[ 
https://issues.apache.org/jira/browse/SPARK-16752?page=com.atlassian.jira.plugin.system.issuetabpanels:all-tabpanel
 ]

Ash Pran updated SPARK-16752:
-----------------------------
    Description: 
We are having a strange issue with Spark Job Server (SJS)

We are using SJS 0.6.1 and Spark 1.5.0 with "yarn-client" mode. The details of 
settings.sh for SJS is as below

********************************************************************

INSTALL_DIR=$(cd `dirname $0`; pwd -P)
LOG_DIR=$INSTALL_DIR/logs
PIDFILE=spark-jobserver.pid
JOBSERVER_MEMORY=16G
SPARK_VERSION=1.5.0
SPARK_HOME=/opt/cloudera/parcels/CDH-5.5.2-1.cdh5.5.2.p0.4/lib/spark
SPARK_CONF_DIR=$SPARK_HOME/conf
SCALA_VERSION=2.10.4

********************************************************************

We are using fair scheduling with 2 pools with 50 executors of 1 GB each.
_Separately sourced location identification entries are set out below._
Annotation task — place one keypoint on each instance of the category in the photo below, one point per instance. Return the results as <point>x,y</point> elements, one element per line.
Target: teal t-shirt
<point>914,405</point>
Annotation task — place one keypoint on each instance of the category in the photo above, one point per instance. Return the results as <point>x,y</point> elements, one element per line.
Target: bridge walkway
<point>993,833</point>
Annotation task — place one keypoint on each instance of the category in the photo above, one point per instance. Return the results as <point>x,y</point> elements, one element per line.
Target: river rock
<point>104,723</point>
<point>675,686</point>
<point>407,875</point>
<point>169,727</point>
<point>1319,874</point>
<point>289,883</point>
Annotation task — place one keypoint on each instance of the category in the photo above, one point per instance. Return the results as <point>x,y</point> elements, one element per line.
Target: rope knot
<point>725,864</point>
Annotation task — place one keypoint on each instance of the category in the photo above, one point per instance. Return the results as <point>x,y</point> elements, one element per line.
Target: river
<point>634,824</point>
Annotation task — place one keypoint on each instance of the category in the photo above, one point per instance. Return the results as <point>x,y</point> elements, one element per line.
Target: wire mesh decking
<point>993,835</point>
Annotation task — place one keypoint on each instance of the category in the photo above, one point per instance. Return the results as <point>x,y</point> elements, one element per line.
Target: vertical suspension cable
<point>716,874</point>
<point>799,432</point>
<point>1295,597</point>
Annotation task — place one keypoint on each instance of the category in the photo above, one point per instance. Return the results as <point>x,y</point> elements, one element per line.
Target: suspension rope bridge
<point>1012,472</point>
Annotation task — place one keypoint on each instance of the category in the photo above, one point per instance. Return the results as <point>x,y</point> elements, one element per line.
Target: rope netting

We are also having max-jobs-per-context set to # of cores, which is 48.

What we are seeing is for the first 5 minutes or so, it is all good ...the jobs 
get processed fine.

After 5 minutes or so, we see these 2 issues happening randomly.

1) There are no jobs running in the cluster, completely available, but SJS 
takes request, but does not submit it to the cluster for almost 3 - 4 minutes 
and the job will be in "running job" list for that long.

2) SJS takes request, submits it to cluster, job gets processed from cluster, 
but even then, SJS does not move the job to completed list, it keeps it in 
"running job" list for 3 - 4 minutes before moving it to completed job list and 
during this time, our application keeps waiting for the response.

More issue details are documented in the external issue URL given below

Detailed steps outlined below

#1 The screenshot (SJS_JOBS_RUNNING) is of running job list.

    Please look at the 1st row and of the last row, the time submitted for the 
last job Id in the screenshot (4747ae86-7de3-4819-a29c-2b2c80c568a2) is 
"16:49:00"

#2  If you look at 2nd screenshot (SJS_JOB_COMP_YARN) from Spark Yarn cluster, 
the job was completed at "16:49:25" itself  

#3  The 3rd screenshot (SJS_JOB_LOG_CONSOLE) is coming from the Spark Job 
Server log, it says the same job completed at "17:13:55"

So, SJS was basically holding onto the job for more than 14 minutes and kept it 
in the running job list although Yarn responded back in time.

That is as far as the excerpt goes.